У Столыпина было решительно всё, чтобы стать одним из крупнейших государственных деятелей в российской истории: ум, опыт, смелость, несомненная харизма, экономическое чутьё, азарт, воля. Не было, по сути, одного: доверия и уважения к тому народу, чья судьба была ему вручена. А без доверия и уважения никакая революция сверху — упреждающая и отменяющая бессмысленный русский бунт — не приведёт к успеху. Последний исторический шанс России мирно выбраться из многолетнего кризиса был упущен. И обвинить в этом коварных революционеров или мировую закулису, увы, не получится: у Столыпина не было главного — морального преимущества.

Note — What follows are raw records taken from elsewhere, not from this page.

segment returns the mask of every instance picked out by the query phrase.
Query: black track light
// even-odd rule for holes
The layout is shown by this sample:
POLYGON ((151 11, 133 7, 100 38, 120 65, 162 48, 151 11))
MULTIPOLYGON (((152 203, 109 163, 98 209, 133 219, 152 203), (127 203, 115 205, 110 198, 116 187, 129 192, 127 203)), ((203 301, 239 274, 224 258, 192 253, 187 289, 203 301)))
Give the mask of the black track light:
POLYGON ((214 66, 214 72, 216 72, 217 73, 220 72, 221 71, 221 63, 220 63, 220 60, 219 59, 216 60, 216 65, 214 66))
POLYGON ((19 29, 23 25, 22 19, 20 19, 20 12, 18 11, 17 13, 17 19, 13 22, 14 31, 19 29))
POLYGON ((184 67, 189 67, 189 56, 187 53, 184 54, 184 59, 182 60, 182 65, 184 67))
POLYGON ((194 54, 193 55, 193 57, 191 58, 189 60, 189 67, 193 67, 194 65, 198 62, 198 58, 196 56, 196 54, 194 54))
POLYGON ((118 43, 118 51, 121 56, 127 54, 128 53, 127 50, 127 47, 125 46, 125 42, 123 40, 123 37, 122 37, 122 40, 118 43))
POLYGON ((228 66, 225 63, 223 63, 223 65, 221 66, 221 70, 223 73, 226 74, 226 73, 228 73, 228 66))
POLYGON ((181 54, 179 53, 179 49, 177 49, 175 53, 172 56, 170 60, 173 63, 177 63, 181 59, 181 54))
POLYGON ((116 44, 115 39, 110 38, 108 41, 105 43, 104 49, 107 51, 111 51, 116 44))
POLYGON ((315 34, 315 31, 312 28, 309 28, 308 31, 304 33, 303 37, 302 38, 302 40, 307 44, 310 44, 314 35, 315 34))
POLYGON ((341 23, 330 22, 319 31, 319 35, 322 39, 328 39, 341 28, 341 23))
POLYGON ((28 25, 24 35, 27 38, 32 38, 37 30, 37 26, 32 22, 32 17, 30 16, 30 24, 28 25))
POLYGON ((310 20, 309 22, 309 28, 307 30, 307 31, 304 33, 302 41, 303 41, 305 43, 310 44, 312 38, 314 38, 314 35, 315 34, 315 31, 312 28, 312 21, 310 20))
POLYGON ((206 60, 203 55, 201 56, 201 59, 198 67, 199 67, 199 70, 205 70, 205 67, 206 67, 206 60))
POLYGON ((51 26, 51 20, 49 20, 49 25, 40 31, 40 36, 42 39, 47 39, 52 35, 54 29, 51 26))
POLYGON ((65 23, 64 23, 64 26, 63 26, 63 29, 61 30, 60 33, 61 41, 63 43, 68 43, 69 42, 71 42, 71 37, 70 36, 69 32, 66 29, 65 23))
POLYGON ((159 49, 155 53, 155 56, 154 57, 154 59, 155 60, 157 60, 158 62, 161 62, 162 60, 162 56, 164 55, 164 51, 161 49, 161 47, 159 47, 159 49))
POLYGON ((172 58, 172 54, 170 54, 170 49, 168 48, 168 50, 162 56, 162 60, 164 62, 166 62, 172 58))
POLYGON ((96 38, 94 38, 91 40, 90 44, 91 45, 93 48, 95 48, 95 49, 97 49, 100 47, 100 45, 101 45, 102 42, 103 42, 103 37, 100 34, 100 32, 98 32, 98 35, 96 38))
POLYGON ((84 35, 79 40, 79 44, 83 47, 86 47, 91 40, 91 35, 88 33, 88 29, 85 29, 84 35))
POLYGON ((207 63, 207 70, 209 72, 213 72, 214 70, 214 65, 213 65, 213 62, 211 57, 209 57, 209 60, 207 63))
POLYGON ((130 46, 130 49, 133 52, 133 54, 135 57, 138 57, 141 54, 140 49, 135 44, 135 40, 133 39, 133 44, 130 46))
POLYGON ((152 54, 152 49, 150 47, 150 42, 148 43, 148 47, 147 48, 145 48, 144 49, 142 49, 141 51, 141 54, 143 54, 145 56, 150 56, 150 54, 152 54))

Он безоговорочно уступил его революционерам, которые немедленно стали святыми в глазах общества.
Надежда Климова, одна из участниц покушения на Аптекарском острове, 22-летняя эсерка, в ожидании казни, ещё не зная, что вместо повешения её ждёт каторга, написала письмо на волю, и этот потрясающий предсмертный документ имел широкое хождение. Никаких лозунгов там нет, никакой идейной составляющей, по сути, тоже. Девушка просто пишет о том, как исчез страх смерти и возобладало чувство восторга: наконец-то можно не притворяться, не лгать себе, не приспосабливаться к подлости. Теперь она совершенно свободна и по-настоящему счастлива, и, хотя совершенно не верит в бессмертие — ужас исчезновения над её душой не властен. Подлость, позволяющая большинству выжить и приспособиться, отринута и побеждена: нет больше отвращения к себе, этого бича всей думающей России.
Письмо Климовой попало в газеты. Его переписывали от руки и учили наизусть. Оно, а не столыпинские цитаты стало символом совести и доблести. Моральная правота была за теми, кто покушался на Столыпина, а не за ним и его единомышленниками, которым приходилось бороться на два фронта — против революции и против косной русской власти. Мнение меньшинства, которому Столыпин не придавал значения, оказалось сильней всей государственной машины — и Солженицын, написавший о Столыпине апологетические главы в «Августе Четырнадцатого», описал этот феномен в собственной нобелевской речи: «Одно слово правды весь мир перетянет».
К сожалению, большинству нынешних последователей Столыпина кажется, что он «недостаточно решительно давил». И это значит, что выстрел 15 сентября 1911 года ничему не научил Россию. До столетия столыпинской гибели у нас есть ещё год, но то, что не было усвоено за 99 лет, вряд ли будет понято за сотый.